Cells can be removed from the hybridoma supernatants by centrifugation although this does not appear to improve assay performance or decreasing background. Careful pipetting of 50–100 μL from the upper level of the cell culture plate works well. If we transfer the hybridoma supernatant manually with a 12-channel pipette, we transfer the supernatants into sterile 96-well microculture plates in order to maintain the sterility of the cell fusion plates. Often we use a 96-well transfer system in which case we transfer directly from the hybridoma plates into the blocked assay plates. Sterility is maintained since the tips of the transfer cartridges do not touch the assay plates. When using the TranStar system, we do not change cartridges between plates even though there is some supernatant carryover. The major advantage of not changing cartridges is the speed of transferring the sample from all of the cell fusion plates. A disadvantage is that there is a small amount of media carryover that can result in a highly positive well remaining positive for the next one or two transfers. This is easily seen when evaluating the screening results.
Plate washing is a critical step in the assay and is greatly facilitated by use of a multiwell automatic plate washer. Ensure that the washing pins are adjusted for the specific 96-well plates being used, paying particular attention to adjusting the washing pin depth in order to avoid contact with the plate bottom. Wash a minimum of three times. Additional washings often improve background levels.

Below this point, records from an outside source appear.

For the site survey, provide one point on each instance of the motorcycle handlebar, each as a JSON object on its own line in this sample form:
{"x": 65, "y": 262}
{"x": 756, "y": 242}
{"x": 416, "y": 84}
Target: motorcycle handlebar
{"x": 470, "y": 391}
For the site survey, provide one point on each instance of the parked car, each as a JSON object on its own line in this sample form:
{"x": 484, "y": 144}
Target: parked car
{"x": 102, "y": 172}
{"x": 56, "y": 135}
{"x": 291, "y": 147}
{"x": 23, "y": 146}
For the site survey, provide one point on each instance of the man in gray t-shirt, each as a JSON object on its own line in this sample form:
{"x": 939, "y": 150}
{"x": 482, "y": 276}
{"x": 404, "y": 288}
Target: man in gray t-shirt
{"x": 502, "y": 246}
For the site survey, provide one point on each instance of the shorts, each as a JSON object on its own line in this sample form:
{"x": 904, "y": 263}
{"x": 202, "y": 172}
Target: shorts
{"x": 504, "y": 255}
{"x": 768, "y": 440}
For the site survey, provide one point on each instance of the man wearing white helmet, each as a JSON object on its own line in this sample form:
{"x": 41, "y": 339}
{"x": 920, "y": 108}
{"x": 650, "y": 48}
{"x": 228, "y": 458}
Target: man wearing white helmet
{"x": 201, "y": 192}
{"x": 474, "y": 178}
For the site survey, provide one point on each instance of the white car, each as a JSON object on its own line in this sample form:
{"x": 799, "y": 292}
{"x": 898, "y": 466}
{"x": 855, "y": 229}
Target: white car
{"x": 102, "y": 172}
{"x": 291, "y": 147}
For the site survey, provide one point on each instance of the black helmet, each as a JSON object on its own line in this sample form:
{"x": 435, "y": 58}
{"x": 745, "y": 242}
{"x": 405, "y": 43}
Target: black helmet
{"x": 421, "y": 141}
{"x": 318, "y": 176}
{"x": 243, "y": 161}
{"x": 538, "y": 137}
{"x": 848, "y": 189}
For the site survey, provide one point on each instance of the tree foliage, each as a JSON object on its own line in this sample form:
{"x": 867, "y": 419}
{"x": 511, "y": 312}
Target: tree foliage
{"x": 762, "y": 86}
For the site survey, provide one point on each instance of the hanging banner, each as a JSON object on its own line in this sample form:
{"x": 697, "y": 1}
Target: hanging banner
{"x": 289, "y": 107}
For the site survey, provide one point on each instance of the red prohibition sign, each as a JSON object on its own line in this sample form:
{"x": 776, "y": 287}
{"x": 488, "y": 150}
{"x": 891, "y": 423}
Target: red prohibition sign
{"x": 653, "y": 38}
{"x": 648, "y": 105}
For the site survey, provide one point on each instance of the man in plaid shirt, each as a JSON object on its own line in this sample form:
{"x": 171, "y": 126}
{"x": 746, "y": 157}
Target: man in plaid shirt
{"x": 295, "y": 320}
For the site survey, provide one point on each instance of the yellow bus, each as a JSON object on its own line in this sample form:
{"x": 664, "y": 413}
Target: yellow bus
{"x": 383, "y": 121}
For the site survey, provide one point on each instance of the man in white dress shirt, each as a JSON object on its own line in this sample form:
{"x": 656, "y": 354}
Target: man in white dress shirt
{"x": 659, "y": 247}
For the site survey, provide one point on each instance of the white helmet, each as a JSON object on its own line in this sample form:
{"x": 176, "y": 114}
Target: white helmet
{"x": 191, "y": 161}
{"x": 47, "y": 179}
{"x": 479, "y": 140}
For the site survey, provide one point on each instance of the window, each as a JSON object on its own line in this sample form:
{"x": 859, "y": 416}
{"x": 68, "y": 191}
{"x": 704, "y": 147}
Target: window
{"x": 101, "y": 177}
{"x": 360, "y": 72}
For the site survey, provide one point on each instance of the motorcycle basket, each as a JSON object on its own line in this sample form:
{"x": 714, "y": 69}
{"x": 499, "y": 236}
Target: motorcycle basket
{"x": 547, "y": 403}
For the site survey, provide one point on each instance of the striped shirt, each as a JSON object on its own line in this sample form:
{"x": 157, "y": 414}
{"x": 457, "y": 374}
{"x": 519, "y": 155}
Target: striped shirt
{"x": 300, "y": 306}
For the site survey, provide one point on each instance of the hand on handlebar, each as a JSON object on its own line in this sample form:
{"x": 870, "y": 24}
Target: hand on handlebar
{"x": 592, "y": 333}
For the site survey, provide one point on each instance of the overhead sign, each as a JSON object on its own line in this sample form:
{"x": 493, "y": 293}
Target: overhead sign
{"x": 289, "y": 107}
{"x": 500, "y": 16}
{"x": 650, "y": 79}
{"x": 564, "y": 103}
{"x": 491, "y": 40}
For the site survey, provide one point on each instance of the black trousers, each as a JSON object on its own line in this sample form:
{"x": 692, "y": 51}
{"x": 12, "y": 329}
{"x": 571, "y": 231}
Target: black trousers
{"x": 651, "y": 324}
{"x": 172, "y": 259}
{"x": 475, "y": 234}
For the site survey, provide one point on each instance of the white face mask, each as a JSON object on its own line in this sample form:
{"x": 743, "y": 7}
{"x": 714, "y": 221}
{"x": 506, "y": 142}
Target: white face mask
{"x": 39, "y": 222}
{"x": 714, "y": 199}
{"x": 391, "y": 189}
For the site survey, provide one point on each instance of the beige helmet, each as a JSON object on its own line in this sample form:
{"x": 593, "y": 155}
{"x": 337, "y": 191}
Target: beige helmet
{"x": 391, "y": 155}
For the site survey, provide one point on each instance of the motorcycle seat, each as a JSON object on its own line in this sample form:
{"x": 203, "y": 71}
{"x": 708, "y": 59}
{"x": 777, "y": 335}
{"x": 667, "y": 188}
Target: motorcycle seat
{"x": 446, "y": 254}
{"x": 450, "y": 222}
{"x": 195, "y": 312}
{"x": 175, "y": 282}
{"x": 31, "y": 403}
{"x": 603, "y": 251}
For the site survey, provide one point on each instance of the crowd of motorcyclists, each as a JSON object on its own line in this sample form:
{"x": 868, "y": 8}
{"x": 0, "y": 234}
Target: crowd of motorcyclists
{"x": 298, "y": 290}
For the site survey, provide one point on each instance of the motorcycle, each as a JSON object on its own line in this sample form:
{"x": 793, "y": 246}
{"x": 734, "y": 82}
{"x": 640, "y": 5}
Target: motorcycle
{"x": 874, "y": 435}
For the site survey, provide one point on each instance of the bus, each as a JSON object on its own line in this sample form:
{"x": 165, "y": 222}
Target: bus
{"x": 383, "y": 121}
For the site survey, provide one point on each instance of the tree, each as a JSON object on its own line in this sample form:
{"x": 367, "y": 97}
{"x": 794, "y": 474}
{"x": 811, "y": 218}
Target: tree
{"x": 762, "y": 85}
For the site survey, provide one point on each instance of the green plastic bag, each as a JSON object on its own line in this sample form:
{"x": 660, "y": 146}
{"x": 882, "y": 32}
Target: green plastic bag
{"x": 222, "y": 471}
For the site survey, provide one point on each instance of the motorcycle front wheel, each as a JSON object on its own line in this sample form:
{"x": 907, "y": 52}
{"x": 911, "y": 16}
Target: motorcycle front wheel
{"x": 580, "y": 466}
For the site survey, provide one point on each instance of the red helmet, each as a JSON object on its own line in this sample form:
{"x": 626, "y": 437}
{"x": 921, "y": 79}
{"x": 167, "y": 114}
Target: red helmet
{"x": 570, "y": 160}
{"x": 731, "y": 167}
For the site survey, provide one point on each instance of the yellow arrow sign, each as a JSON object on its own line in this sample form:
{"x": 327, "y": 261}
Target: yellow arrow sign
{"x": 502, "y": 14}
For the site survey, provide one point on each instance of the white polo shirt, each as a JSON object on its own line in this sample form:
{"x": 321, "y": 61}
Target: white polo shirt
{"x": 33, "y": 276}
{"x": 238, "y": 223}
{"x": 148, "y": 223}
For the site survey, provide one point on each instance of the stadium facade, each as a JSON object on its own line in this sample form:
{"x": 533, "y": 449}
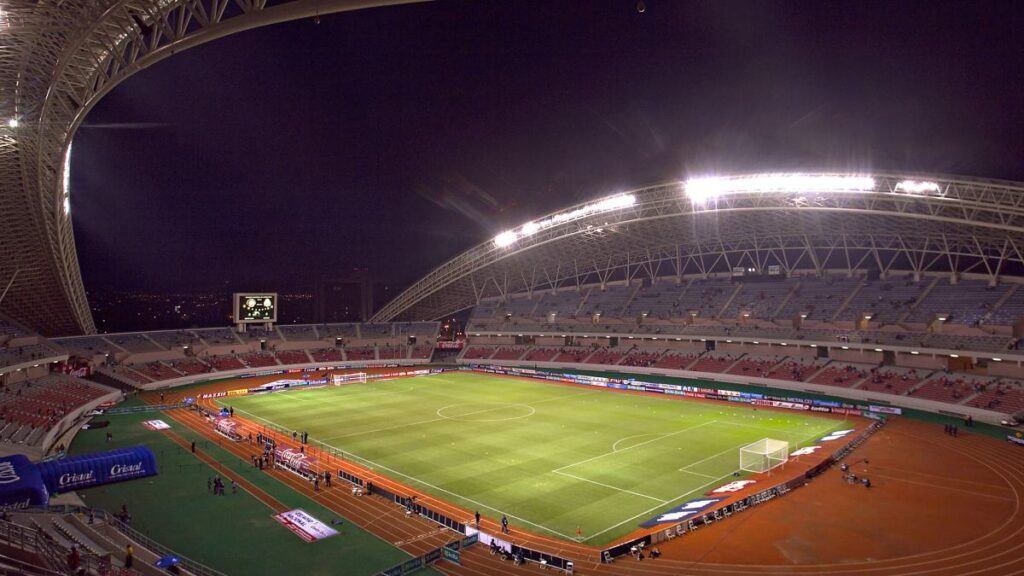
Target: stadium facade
{"x": 59, "y": 58}
{"x": 757, "y": 223}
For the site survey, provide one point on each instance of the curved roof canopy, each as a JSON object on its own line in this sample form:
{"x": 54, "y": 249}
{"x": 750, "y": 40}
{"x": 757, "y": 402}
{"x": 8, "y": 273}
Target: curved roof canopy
{"x": 707, "y": 225}
{"x": 58, "y": 58}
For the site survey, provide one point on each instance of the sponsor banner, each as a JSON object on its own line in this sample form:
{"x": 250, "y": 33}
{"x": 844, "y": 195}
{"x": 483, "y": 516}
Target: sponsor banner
{"x": 305, "y": 526}
{"x": 807, "y": 450}
{"x": 732, "y": 487}
{"x": 682, "y": 511}
{"x": 93, "y": 469}
{"x": 836, "y": 435}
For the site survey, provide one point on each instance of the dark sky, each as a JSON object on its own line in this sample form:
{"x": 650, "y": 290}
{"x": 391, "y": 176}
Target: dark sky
{"x": 394, "y": 138}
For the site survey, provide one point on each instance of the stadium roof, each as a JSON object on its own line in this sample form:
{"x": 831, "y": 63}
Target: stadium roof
{"x": 820, "y": 221}
{"x": 58, "y": 59}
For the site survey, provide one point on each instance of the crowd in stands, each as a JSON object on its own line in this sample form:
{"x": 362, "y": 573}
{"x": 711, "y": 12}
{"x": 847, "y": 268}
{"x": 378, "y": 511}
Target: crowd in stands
{"x": 29, "y": 408}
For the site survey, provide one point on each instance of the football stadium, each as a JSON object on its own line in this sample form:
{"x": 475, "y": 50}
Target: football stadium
{"x": 770, "y": 372}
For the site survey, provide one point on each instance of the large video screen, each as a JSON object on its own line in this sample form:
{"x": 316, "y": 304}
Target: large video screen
{"x": 256, "y": 307}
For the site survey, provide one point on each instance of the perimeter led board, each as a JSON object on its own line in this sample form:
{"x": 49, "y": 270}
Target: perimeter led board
{"x": 256, "y": 307}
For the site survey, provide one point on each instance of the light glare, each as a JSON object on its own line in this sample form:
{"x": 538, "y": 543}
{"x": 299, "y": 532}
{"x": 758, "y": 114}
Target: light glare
{"x": 702, "y": 190}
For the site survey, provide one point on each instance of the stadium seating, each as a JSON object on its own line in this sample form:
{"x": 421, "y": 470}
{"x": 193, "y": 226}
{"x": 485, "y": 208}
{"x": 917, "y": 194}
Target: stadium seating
{"x": 422, "y": 352}
{"x": 478, "y": 353}
{"x": 360, "y": 354}
{"x": 1003, "y": 396}
{"x": 258, "y": 360}
{"x": 604, "y": 356}
{"x": 28, "y": 409}
{"x": 190, "y": 366}
{"x": 157, "y": 371}
{"x": 541, "y": 355}
{"x": 641, "y": 358}
{"x": 298, "y": 333}
{"x": 133, "y": 342}
{"x": 842, "y": 374}
{"x": 711, "y": 362}
{"x": 509, "y": 353}
{"x": 392, "y": 353}
{"x": 951, "y": 388}
{"x": 289, "y": 357}
{"x": 752, "y": 365}
{"x": 889, "y": 379}
{"x": 224, "y": 363}
{"x": 173, "y": 338}
{"x": 327, "y": 355}
{"x": 676, "y": 361}
{"x": 968, "y": 301}
{"x": 886, "y": 300}
{"x": 818, "y": 298}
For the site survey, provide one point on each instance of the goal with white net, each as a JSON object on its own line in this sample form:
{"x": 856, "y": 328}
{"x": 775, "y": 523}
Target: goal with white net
{"x": 763, "y": 455}
{"x": 349, "y": 378}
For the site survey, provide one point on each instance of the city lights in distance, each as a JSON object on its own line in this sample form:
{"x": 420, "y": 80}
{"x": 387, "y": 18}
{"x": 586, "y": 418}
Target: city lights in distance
{"x": 704, "y": 190}
{"x": 609, "y": 204}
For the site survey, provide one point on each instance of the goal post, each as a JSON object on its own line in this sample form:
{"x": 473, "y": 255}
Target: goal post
{"x": 763, "y": 455}
{"x": 348, "y": 378}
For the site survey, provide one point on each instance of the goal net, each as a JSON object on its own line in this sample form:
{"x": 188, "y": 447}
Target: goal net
{"x": 763, "y": 455}
{"x": 349, "y": 378}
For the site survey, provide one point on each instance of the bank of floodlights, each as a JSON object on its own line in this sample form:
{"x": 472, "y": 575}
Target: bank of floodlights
{"x": 609, "y": 204}
{"x": 701, "y": 191}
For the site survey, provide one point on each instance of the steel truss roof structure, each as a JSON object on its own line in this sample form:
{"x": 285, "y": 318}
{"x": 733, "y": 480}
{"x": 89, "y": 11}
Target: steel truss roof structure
{"x": 57, "y": 58}
{"x": 955, "y": 225}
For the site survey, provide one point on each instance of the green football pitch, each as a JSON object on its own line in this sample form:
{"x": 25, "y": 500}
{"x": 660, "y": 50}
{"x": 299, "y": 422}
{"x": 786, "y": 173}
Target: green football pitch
{"x": 551, "y": 457}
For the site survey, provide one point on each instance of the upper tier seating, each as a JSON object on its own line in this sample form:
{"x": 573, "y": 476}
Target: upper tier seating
{"x": 298, "y": 333}
{"x": 258, "y": 359}
{"x": 327, "y": 355}
{"x": 477, "y": 353}
{"x": 818, "y": 298}
{"x": 966, "y": 302}
{"x": 360, "y": 354}
{"x": 712, "y": 362}
{"x": 288, "y": 357}
{"x": 1005, "y": 396}
{"x": 885, "y": 300}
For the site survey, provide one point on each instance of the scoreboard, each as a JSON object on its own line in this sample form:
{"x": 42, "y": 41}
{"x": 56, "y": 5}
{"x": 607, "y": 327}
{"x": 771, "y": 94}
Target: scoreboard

An obviously critical step is the choice of antigen. Since we are interested in developing test to measure toxin, we use intact, non-denatured toxin in order to identify hybridoma antibodies that can capture the toxin out of solution under physiological conditions. The use of toxin at this step is possible since antitoxin antiserum was available for the subsequent steps in the assay. In other studies, we immunized with recombinant GST-antigen polypeptide fragments. If no appropriate detector antibody existed, we measured the ability of the monoclonal antibodies to capture the recombinant GST-toxin fragment by probing with an antibody to GST. Again, it is critical to evaluate different sources of anti-GST and anti-mouse Ig in order to minimize background. For some projects, we already have at least one monoclonal antibody capable of acting as a detector antibody. Thus, it was relatively simple to purify and biotin label this mAb and use it as the detector antibody. In some experiments where no detector antibody reagents were available, we labeled the antigen directly with biotin. In all of these examples, we used streptavidin-HRP. All manipulations using BoNT were carried out in a biological safety cabinet.
The SuperSignal West Pico substrate was routinely used. If more sensitivity is desired, the SuperSignal ELISA Femto substrate can be substituted.